What are the benefits?

  • Single HPC Account - Users will no longer need to have separate accounts on Neon and Argon, nor will they have to apply for new accounts on new future systems.
  • Run Compute Nodes Off Warranty - This model makes it easier for us to run compute nodes off warranty for a period of time, helping to address the increasing cost of computing hardware.
  • Fewer Data Storage Islands – Users will no longer have two separate home accounts that require copying data back and forth.
  • Neon Software Upgrade Path - Provides a straightforward upgrade path for Neon hardware. We recommend that after the Fall 2018 semester we turn off Neon and then reinstall it as part of Argon.

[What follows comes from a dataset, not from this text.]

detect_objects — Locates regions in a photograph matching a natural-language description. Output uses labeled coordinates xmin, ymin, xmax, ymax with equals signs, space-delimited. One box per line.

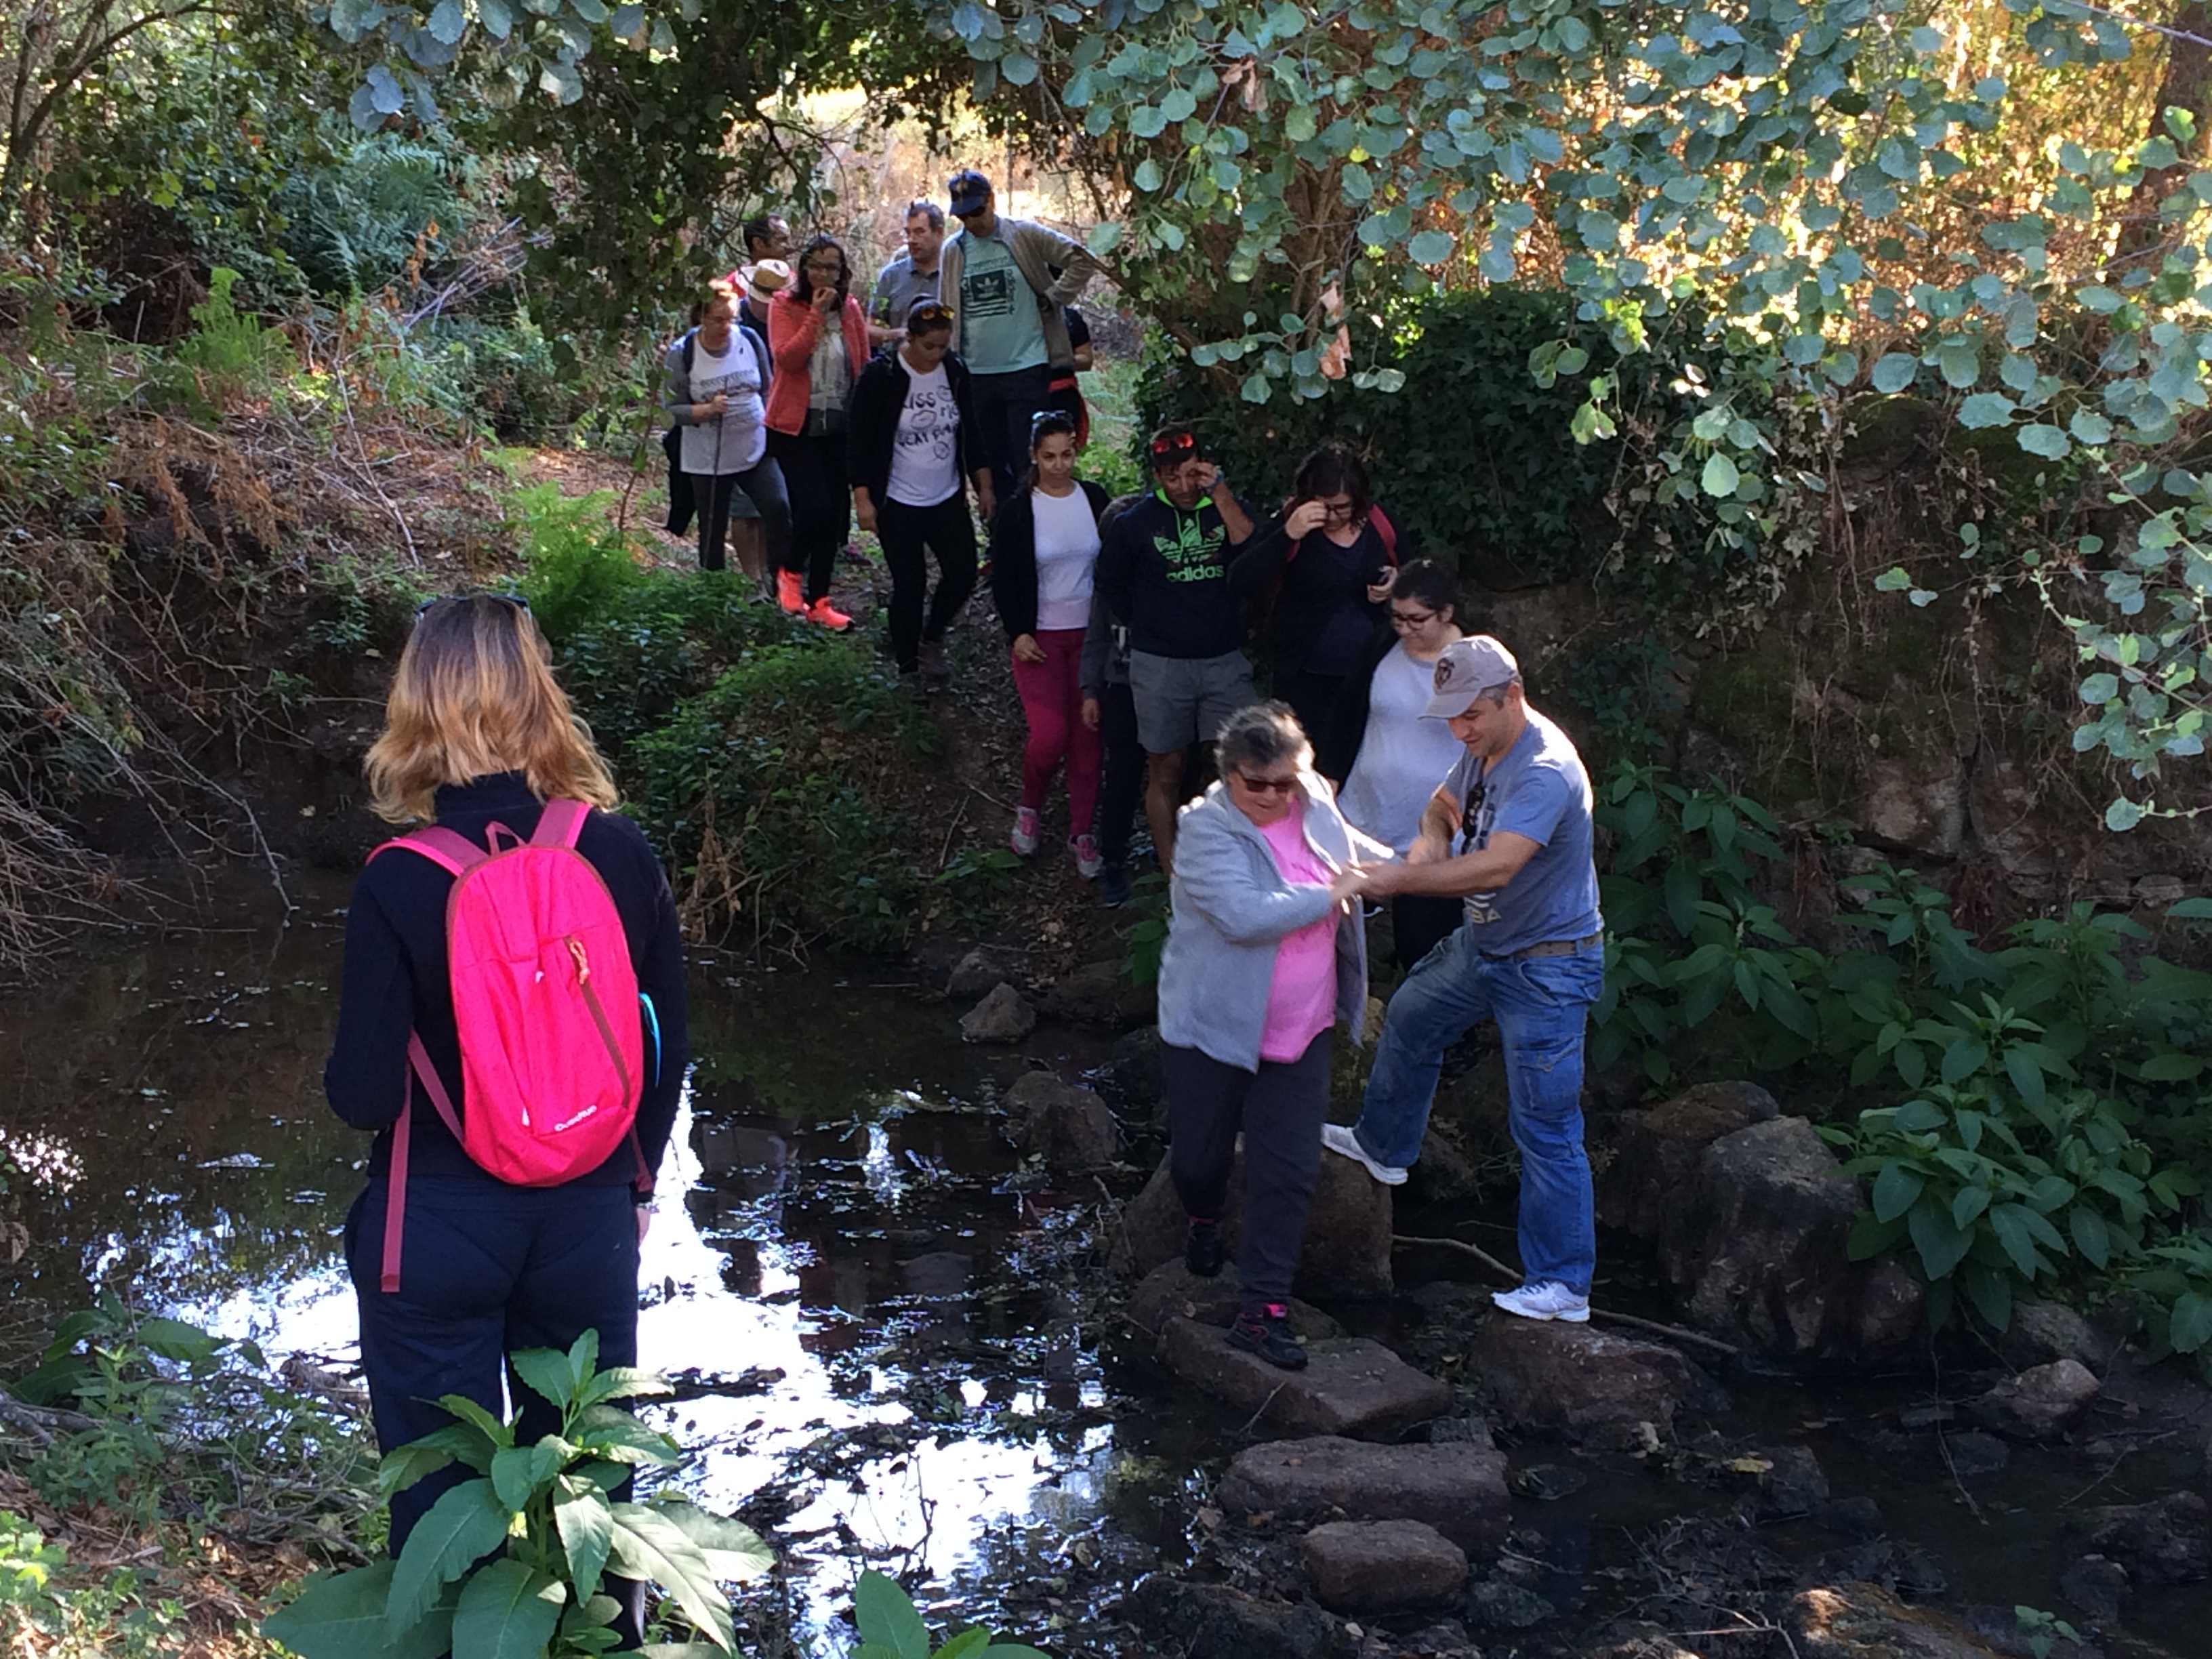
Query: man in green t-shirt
xmin=938 ymin=169 xmax=1101 ymax=501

For neon nodes that are still functional off warranty we will create investor queues on the newly integrated Argon using the Neon hardware.
  • One HPC Software Stack – Decreases from two to one the number of HPC software stacks that the HPC team has to maintain.
  • Integrated Environment – Provides an integrated environment where multiple generations or diverse types of hardware can be used together in the same workflow more easily.

What are the downsides?

  • Increased Cluster Heterogeneity - The heterogeneity of the cluster will increase. This will mean a proliferation of resource types available in our scheduling environment. Users will need to understand these resources and properly request them for optimal performance. This will require a significant investment in education. On the upside, this is actually similar to what users must deal with in the cloud so in some sense it better prepares people to work with cloud systems.
  • Changes Required - There are many details that will need to be worked out and some things will likely break along the way since this is a new way of doing things.